With a Chapter 11 plan confirmation hearing just weeks away, the Federal Deposit Insurance Corp. has called for Colonial BancGroup Inc.’s case to be converted to a Chapter 7 liquidation.
Bankruptcy professionals who have run up $7.3 million worth of fees are the only ones with anything to gain from allowing the case of Colonial Bank’s former parent company to remain in Chapter 11, lawyers for the FDIC said in a filing with the U.S. Bankruptcy Court in Montgomery, Ala.
Colonial Bank was taken over by regulators in 2009 in a move that sent its former parent to Chapter 11 protection.
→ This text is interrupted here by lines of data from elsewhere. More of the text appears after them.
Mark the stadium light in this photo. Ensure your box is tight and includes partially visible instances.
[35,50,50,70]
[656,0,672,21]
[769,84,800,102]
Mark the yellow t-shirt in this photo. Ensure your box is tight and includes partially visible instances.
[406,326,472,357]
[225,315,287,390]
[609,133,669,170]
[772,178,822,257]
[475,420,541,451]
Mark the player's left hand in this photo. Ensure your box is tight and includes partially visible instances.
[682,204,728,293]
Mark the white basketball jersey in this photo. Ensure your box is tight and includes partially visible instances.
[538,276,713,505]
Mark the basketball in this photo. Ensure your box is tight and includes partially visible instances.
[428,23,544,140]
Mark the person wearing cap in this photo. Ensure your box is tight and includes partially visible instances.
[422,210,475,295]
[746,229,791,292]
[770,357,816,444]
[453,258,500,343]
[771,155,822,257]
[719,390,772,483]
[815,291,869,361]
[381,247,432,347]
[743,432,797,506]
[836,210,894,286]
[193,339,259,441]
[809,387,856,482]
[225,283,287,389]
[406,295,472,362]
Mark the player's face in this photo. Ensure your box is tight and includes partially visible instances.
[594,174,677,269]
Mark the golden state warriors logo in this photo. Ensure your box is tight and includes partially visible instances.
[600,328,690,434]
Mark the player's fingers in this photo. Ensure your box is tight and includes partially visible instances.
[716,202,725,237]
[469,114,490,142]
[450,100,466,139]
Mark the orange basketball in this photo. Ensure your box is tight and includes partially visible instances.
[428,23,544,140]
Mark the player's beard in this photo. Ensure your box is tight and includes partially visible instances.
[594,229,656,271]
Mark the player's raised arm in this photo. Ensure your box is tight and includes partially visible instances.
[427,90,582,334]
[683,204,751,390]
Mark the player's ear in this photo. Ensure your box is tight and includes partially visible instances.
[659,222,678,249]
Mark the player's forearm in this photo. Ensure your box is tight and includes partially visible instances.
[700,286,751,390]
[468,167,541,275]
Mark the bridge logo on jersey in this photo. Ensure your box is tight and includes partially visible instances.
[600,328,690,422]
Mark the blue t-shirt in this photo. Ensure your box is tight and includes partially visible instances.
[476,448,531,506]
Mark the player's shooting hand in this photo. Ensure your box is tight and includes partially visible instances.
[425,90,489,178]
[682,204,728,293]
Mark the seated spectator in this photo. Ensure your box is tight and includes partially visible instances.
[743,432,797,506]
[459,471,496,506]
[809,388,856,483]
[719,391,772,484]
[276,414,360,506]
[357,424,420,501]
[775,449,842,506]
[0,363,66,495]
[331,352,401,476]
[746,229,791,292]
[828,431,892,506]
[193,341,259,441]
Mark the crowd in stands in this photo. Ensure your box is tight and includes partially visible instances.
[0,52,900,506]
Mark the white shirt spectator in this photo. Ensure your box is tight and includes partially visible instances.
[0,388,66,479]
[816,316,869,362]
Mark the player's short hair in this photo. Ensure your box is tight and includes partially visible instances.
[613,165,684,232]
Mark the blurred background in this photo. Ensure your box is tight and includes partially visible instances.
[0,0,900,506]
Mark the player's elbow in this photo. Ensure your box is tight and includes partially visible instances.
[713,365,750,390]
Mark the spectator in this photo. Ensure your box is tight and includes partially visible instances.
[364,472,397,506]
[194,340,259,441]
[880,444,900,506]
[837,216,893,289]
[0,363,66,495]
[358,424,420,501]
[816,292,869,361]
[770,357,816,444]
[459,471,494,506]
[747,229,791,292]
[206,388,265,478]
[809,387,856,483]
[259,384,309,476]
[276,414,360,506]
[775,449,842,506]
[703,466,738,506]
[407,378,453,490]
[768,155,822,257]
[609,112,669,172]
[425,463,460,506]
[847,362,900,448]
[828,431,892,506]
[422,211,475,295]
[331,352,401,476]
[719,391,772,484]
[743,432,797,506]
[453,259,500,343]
There is no chance of a rehabilitation for Colonial, which has no revenue or business prospects, according to the FDIC.
Instead, the Chapter 11 bankruptcy has become a platform for creditors who bought debt at a deep discount to pursue “an aggressive litigation strategy” aimed mostly at the FDIC, the agency complained.
Anything Colonial can do in Chapter 11, it can do faster and cheaper in Chapter 7, the FDIC contended.
Instead of a $525-per-hour Chapter 11 trustee, the company’s final affairs can be handled by a Chapter 7 trustee who gets paid a percentage of what he pays out to creditors, the agency said.
The FDIC’s motion to convert the Chapter 11 liquidation to a Chapter 7 liquidation is scheduled for hearing May 11, the day Colonial is due in court to seek confirmation of its Chapter 11 plan.